The key issue in this procurement was NDMC’s decision to select a slightly higher-priced bidder, Avaada GJ Sustainable Private Ltd., at ₹2.61 per unit, instead of the lowest bidder offering ₹2.60 per unit under the ISTS Solar Tranche-XI auction. NDMC explained that this decision was based on the urgency to meet its Renewable Purchase Obligation (RPO) targets and to address the rising energy demand, especially during the summer months. The selected L-2 project offered a faster commissioning timeline compared to the L-1 bidders, which was a critical factor for NDMC.
Initially, the L-2 project’s Scheduled Commissioning Date (SCD) was set for March 24, 2026, after delays in signing the PSA from February to September 2024. However, the project is reportedly progressing ahead of schedule, with commissioning now expected by November 2025. This accelerated timeline is seen as crucial in ensuring timely availability of power for NDMC and in meeting its renewable energy commitments.
In contrast, the projects offering the L-1 tariff of ₹2.60 per unit faced uncertainties regarding connectivity and delayed commissioning timelines.
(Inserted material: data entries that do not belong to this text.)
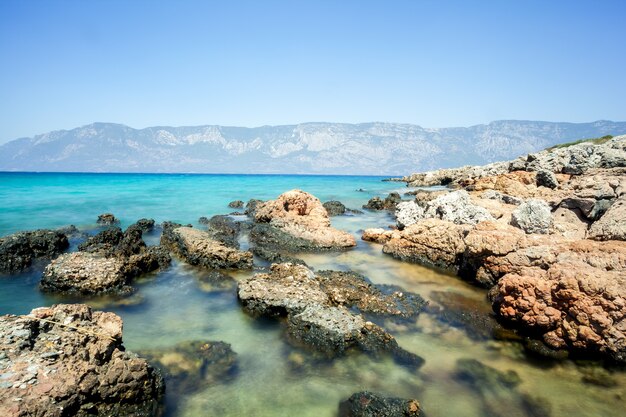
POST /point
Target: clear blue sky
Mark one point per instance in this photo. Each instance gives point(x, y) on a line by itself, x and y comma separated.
point(247, 63)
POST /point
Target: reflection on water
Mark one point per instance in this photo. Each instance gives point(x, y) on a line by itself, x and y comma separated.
point(274, 379)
The required Central Transmission Utility (CTU) substations for these projects were expected to be operational only between August and November 2026, which would have pushed back the project completion significantly.
The DERC also highlighted another important financial consideration related to transmission charges, as per Central Electricity Regulatory Commission (CERC) regulations. Solar projects commissioned after June 2026 face higher transmission charges, starting at 50% for June 2026 to June 2027, increasing to 75% and 100% in the following years. The L-2 project, with its accelerated November 2025 commissioning schedule, is expected to incur only 25% transmission charges. On the other hand, the L-1 projects, due to their later commissioning, would be liable for higher charges, making them comparatively more expensive in the long term.
Considering these factors, the Commission concluded that procuring power from the L-2 bidder is more economical over time, taking into account both cost savings from lower transmission charges and the advantage of meeting RPO targets sooner. The approval also aligns with NDMC’s vision of becoming a 100% Renewable and Green Municipality.
The order reflects the regulatory body’s recognition that in certain cases, factors beyond the per-unit tariff, such as project timelines and long-term transmission costs, play a significant role in determining the most economically viable option. By allowing NDMC to move forward with the L-2 project, the DERC has ensured that the city can access clean energy promptly while minimizing future financial burdens. The approval marks an important step in supporting renewable energy growth in Delhi and demonstrates the city’s commitment to sustainability and green energy initiatives.
This decision also emphasizes the broader trend of prioritizing timely renewable energy procurement, ensuring that urban local bodies like NDMC can meet regulatory obligations and contribute to India’s renewable energy targets. The collaboration with SECI and the strategic selection of projects that balance cost, timeline, and regulatory benefits serve as a model for similar initiatives across the country.
The NDMC’s 200MW solar procurement, now officially approved, is expected to strengthen Delhi’s renewable energy portfolio, enhance grid stability, and support the city’s transition toward a greener and more sustainable future.